From Data
to Actions

In today’s maritime industry, data alone is not the key to reducing emissions, improving operational efficiency, or lowering costs.

Raw signals, performance dashboards, KPIs, and reports are widely available. However, the transformation of these insights into decisions and strategies remains exclusively in the hands of fleet managers.
Fleet managers still carry the primary cognitive burden of translating observations into decisions and, ultimately, actions.

At Metis, we recognize that this gap creates a critical challenge: turning vast amounts of data into timely, consistent, and actionable operational decisions at scale

Our goal is to reduce complexity, accelerate decision-making,
and enable teams to act with confidence.

The added value we are building and will deliver to our customers
is simple yet powerful: turning insight into action faster, minimizing inefficiencies, and driving measurable improvements across all aspects of fleet performance management.

But what does exactly Metis brings to the table?

Solid & Trustworthy

Architecture

Metis’s framework is based on a building-block architecture of interdependent pillars. Each one plays a critical role in transforming data into actions.

The first three are already established components of our solution, which we actively provide and continuously refine, drawing on years of operational experience and domain expertise in maritime analytics.
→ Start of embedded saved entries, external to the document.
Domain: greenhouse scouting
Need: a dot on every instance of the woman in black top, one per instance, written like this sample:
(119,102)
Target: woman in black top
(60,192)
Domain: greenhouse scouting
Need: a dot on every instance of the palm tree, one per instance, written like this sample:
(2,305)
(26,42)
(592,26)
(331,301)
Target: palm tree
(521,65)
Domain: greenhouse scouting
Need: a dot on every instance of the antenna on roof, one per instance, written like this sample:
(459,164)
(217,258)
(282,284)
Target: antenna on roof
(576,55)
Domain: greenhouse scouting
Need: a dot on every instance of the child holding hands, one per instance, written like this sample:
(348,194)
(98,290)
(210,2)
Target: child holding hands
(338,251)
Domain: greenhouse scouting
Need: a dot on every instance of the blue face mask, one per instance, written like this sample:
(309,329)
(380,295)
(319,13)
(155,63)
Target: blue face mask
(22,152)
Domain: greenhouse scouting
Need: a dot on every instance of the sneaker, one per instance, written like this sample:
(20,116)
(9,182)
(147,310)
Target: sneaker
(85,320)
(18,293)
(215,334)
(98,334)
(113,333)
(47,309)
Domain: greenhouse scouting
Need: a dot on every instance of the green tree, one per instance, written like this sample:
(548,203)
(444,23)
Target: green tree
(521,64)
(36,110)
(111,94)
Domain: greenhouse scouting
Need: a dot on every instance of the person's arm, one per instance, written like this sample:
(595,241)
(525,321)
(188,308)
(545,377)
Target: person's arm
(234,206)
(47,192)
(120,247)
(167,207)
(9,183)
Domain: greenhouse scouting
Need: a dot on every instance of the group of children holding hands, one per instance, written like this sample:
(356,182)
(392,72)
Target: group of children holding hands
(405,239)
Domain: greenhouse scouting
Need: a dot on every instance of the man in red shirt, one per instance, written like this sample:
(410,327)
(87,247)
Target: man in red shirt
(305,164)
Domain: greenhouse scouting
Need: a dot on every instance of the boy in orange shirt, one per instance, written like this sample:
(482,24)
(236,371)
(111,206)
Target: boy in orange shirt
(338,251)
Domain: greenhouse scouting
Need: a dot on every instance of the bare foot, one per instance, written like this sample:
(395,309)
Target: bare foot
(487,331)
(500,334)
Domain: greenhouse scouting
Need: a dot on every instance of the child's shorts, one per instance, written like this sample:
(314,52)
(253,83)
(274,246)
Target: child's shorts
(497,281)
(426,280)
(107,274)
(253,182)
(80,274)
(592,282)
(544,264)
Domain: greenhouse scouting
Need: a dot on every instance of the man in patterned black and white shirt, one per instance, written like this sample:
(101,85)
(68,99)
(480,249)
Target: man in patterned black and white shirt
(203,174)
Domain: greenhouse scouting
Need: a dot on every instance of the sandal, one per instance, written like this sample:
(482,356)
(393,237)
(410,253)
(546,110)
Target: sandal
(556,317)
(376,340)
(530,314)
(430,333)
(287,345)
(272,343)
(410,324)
The fourth pillar, the Agentic AI engine, is what introduces something fundamentally new.

An intelligent system capable of understanding, reasoning, correlating, and weighing trade-offs, transforming information into clear, timely, and actionable intelligence that enables smarter decision-making across the fleet.

The value of AI-powered analytics depends on a single critical factor

Data Integrity

3 dimensions define what we refer to as “data health” and are formalized within our Data Integrity Framework, a structured methodology embedded across our IoT and analytics ecosystem to continuously validate, monitor, and safeguard fleet-wide telemetry.

1. Validity

Validity is ensured through engineering rules, standardization, and intelligent monitoring. Sensor data
is continuously validated against expected thresholds, physical principles, and established standards, while anomaly detection techniques identify unusual patterns
in real time. When issues occur, affected data is isolated and reconstructed using approved estimation methods until the underlying cause is identified and resolved.

2. Completeness

Completeness ensures that all expected data points are delivered at the required frequency. Missing data, communication gaps, or inconsistent sampling can distort KPIs and compromise model outputs. Continuous monitoring of ingestion pipelines, from onboard systems to cloud infrastructure, is essential to maintain confidence in fleet-wide analytics.

3. Timeliness

Timeliness ensures that data is delivered with minimal delay and remains synchronized across systems. Real-time processing architectures are essential when analytics support operational decision-making, such as voyage optimization, emissions control, or machinery diagnostics.

Semantics

Contextual intelligence that empowers AI with real world, business understanding

Modern AI agents do more than generate dashboards,
they reason, recommend, and optimize toward defined goals.

For such systems to operate effectively, raw data and KPIs must coexist with semantic knowledge that explains
what those metrics represent, how they are calculated,
and which factors influence them. A fuel efficiency KPI,
for example, is not merely a numerical value.

It is the outcome of specific measurement methodologies, filtering logic, correction factors, environmental conditions, and operational assumptions.

Without understanding this context, an AI agent
cannot reliably interpret deviations, compare
vessels, or recommend optimizations.

The semantic layer provides
contextual intelligence and defines:

1. The meaning of KPIs and metrics

2. The methodologies used to produce them

3. The relationships between variables

4. The operational and environmental factors that influence outcomes

More efficient decision making

AI analyzes complex operational data in real time and delivers clear recommendations, allowing 
teams to act immediately instead of spending
hours interpreting dashboards.

Reduced operational workload

Automated analysis and prioritized insights
eliminate the need for manual data investigation
across multiple systems and reports.

Better fleet performance

By identifying inefficiencies, anomalies, and optimization opportunities earlier, operators can improve
vessel performance and energy efficiency.

Improved cost control

Earlier detection of performance deviations, fuel inefficiencies, or machinery issues helps reduce unnecessary operational costs.

How Metis delivers value
to shipowners & ship managers

At Metis, we are entering a new era by combining advanced Artificial Intelligence with one of the industry’s most reliable maritime data infrastructures. 

Our platform no longer just monitors vessels
and collects data, it makes strategic decisions
and boosts decision making. Our Agentic AI engine can interpret complex operational signals, understand context, and deliver actionable recommendations that support faster, more confident decision making – not just reporting.